Si yo hubiera sido ella, me habría arrodillado sobre la nieve y los habría engatusado, pero Andais no se arrodillaba ante nadie, o ante nada. Permanecía erguida y hermosa, y más fría que la nieve que rodeaba sus pies.

Otros dos perros se habían acercado a mis manos, y ahora empujaban sus cabezas contra mis costados, reclamándome caricias. Lo hice, porque las hadas tocamos a aquellos que nos lo piden. Al momento de acariciar aquella piel sedosa, me sentí mejor: más valiente, más confiada, y algo menos temerosa de lo que pudiera suceder.

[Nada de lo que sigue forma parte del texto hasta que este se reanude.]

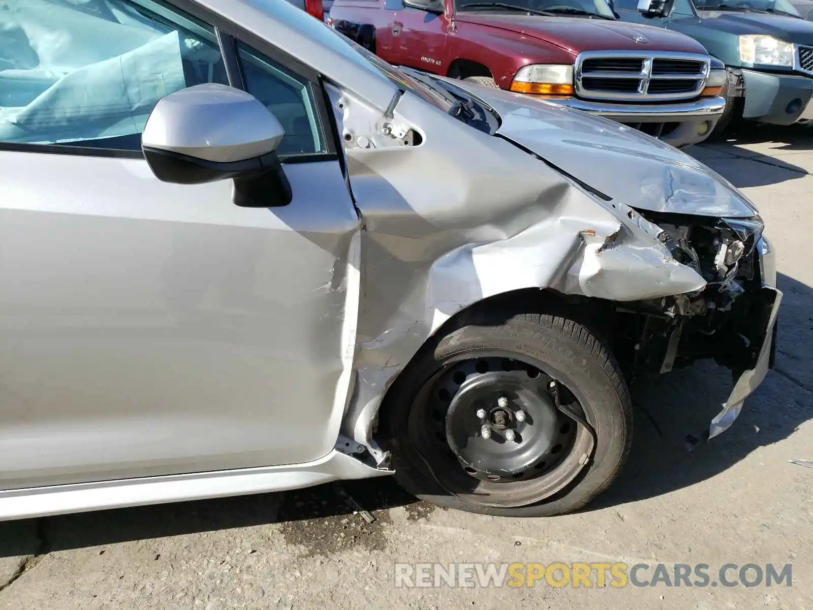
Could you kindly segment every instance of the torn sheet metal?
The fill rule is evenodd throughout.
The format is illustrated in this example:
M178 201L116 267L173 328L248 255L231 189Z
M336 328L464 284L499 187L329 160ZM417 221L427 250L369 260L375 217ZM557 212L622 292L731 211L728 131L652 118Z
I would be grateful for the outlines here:
M381 398L420 346L480 299L550 288L634 301L706 285L656 239L659 227L508 141L461 129L406 93L393 119L421 143L403 146L382 137L375 109L347 92L330 94L346 142L372 142L345 150L364 227L356 382L344 430L357 442L371 445Z
M810 460L789 460L788 462L797 466L804 466L806 468L813 468L813 461Z
M762 291L767 294L765 298L767 315L763 316L761 322L754 320L754 323L761 324L764 329L764 334L760 333L760 335L764 337L764 341L759 348L759 356L754 368L740 375L728 399L723 405L723 410L711 420L711 425L709 426L710 440L724 432L734 423L734 420L740 415L745 399L753 394L767 374L771 360L771 346L773 341L773 327L776 324L776 314L779 312L779 305L782 301L782 293L772 286L763 286Z

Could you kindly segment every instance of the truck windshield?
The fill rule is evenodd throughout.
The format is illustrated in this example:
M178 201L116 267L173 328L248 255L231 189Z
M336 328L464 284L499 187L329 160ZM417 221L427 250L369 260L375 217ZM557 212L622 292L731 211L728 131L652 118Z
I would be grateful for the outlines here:
M454 10L458 12L491 11L524 12L526 15L546 16L616 19L612 7L606 0L506 0L506 2L454 0Z
M694 7L698 11L776 13L802 18L789 0L694 0Z

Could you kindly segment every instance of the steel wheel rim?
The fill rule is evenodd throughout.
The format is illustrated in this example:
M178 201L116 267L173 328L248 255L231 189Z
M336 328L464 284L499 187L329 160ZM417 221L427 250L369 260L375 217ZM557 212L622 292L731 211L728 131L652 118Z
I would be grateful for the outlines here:
M595 446L594 432L564 376L516 355L490 350L449 359L424 384L411 411L407 434L413 448L448 493L468 502L515 508L549 499L579 476ZM476 411L485 408L489 388L492 436L469 436L463 443L472 422L482 420ZM567 395L567 408L580 416L580 423L557 408L555 391L560 399ZM501 396L507 399L505 407ZM524 421L516 420L520 405L528 410ZM511 412L508 421L495 416L501 409ZM514 430L514 441L506 438L507 429Z

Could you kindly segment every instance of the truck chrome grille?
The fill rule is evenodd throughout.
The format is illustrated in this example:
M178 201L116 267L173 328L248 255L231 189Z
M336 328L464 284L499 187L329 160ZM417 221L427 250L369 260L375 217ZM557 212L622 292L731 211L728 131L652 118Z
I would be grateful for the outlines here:
M799 46L797 53L799 69L813 74L813 46Z
M576 59L576 94L620 102L689 99L706 85L709 63L693 53L585 51Z

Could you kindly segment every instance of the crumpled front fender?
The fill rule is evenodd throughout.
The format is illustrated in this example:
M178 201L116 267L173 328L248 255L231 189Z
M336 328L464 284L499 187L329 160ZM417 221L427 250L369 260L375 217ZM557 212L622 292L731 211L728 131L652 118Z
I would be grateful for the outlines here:
M395 376L446 320L484 298L537 287L634 301L705 285L656 239L657 226L511 142L409 94L392 117L350 94L331 95L351 142L347 171L363 228L355 384L343 427L357 442L375 447L372 422Z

– ¿Perros, Meredith? ¿No podrías habernos devuelto a nuestros caballos, o a nuestro ganado, a cambio?

– Había cerdos en mi visión -dije.

– Pero no, perros -dijo ella, su voz era neutral, como si nada especial hubiera pasado.

– Vi a los perros en una visión diferente, cuando todavía estaba en las Tierras Occidentales.

– Una visión verdadera, entonces -dijo ella, su voz todavía era suave y ligeramente condescendiente.

– Por lo visto, sí -dije, haciéndoles cosquillas en las orejas a los perros más grandes.

– Ahora debéis marcharos, Meredith, y llevarte esta magia salvaje contigo.

– La magia salvaje no es tan fácil de controlar, Tía Andais -le dije. -Tomaré conmigo lo que quiera venir, pero algo de ella está volando libremente, incluso mientras hablamos.

– Vi los cisnes -dijo Andais-, pero ningún cuervo. Eres tan terriblemente Luminosa.